City of Vaughan won't say why it refunded $11M earmarked for parks to developer
CBC
The City of Vaughan is refusing to say why it quietly refunded more than $11 million to a developer despite having fought in court to keep the money for taxpayers and public parks.
Royal 7 Developments paid the Toronto suburb $11 million as a condition of approval for its Expo City condo project. It also gave the city an adjoining parcel of land, to be turned into a city park.
Vaughan, like some other Ontario cities, requires developers to give it land, cash, or both as a condition of approval for new developments. Royal 7 paid the $11 million in lieu of a larger parcel of land.
But city council gave the money back in 2018, and also agreed to let Royal 7 build a parking garage underneath that parcel, according to documents unearthed by local activist Richard Lorello.
"It's really disappointing that the city is not revealing why they gave this money back when it could clearly have been used for parks and recreation centres," said Lorello.
"If it was such a good deal, why can't we know the terms of the agreement?"
Lorello discovered the $11 million refund in hundreds of pages of documents he received through a freedom of information request about the Expo City project.
Four of its five condo towers on Highway 7 near Highway 400 have been built. Construction is underway on the fifth and on the underground garage.
Royal 7 is a subsidiary of well-known developer Mario Cortellucci's company, Cortel Group.
Lorello has been trying to find out what, if any, benefit the city saw by returning those millions and allowing Royal 7 to build the garage underneath the intended parkland.

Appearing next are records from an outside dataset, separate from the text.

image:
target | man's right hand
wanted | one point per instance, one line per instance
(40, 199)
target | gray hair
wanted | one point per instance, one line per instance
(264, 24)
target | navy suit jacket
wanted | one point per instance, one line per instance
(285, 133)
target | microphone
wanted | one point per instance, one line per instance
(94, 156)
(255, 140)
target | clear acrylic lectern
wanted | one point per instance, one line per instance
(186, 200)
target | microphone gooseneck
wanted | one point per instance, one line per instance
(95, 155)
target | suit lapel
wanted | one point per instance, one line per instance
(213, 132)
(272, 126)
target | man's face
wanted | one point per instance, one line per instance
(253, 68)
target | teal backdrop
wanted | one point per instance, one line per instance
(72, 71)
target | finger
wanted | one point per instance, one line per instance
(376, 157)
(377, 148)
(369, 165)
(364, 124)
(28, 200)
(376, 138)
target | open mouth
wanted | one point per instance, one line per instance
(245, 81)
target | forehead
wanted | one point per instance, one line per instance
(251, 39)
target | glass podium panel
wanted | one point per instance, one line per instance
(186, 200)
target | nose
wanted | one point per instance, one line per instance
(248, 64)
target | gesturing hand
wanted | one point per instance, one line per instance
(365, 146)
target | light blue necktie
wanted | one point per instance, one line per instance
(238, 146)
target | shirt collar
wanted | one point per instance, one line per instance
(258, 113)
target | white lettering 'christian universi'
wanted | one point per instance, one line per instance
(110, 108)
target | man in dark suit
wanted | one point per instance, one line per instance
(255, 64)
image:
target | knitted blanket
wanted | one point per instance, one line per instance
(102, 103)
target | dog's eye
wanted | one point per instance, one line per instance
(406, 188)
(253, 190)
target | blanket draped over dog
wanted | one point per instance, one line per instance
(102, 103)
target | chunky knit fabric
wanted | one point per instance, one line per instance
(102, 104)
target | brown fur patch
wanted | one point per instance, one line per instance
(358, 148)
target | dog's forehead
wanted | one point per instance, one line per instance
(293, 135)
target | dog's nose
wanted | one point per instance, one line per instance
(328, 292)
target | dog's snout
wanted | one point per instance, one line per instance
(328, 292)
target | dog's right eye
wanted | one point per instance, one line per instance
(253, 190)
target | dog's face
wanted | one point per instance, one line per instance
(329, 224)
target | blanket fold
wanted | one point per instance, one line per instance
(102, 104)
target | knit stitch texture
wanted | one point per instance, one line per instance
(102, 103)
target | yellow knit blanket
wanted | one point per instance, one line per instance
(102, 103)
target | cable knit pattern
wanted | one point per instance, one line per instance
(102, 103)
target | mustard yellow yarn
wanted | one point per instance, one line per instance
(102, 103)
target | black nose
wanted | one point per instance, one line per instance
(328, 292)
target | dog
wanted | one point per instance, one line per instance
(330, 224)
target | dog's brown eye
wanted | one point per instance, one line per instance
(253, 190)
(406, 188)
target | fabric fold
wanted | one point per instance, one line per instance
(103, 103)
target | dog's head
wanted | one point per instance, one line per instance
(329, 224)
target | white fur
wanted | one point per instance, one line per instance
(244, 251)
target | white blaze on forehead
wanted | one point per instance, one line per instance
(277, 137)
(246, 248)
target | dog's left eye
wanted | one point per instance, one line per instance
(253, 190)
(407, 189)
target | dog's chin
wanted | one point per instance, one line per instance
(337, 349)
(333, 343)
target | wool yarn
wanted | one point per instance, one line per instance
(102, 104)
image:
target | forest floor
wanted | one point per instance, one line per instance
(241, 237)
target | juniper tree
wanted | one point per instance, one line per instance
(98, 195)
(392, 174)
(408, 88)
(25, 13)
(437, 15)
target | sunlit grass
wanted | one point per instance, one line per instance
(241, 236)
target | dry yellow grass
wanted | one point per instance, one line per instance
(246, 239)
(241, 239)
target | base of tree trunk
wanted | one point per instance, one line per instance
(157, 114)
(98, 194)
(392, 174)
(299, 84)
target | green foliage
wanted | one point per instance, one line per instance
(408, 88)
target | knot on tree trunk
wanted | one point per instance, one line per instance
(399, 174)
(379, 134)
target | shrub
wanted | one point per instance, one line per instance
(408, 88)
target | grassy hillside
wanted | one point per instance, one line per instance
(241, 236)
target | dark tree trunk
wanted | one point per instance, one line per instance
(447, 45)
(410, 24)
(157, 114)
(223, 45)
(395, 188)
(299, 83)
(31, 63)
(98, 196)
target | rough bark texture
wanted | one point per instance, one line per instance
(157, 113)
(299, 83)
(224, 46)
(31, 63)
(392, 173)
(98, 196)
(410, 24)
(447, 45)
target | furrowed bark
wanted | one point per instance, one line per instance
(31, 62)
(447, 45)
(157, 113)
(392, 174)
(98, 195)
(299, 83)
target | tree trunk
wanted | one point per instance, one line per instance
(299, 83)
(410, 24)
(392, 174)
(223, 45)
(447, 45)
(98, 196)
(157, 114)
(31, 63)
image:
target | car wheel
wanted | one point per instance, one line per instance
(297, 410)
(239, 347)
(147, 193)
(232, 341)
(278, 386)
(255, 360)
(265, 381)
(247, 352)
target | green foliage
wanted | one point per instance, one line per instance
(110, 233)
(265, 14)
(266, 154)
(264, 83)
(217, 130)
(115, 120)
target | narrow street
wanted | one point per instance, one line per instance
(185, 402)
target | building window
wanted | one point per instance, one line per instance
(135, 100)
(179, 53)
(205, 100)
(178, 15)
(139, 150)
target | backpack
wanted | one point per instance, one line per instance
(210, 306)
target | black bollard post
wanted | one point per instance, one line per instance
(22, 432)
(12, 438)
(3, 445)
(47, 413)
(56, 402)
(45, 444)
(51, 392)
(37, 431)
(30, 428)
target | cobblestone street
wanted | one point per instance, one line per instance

He says the city shouldn't be able to write off millions that could have gone toward park facilities without explaining to the public what it got in return.
"This shouldn't be allowed to stand," he said. "If this was OK, then we could do everything like this, right? We could approve things in public sessions of municipal council and then go into closed sessions and basically undo everything without the public's knowledge."
Royal 7 paid the $11 million under protest and argued Vaughan wasn't entitled to ask for it because the requirement differed from a previous Ontario Municipal Board (OMB) decision about a proposed development on the same property.
In that decision, the OMB ruled the city would only get parkland from the previous owner as a condition of development. Royal 7 took its fight over the $11 million to Ontario Superior Court.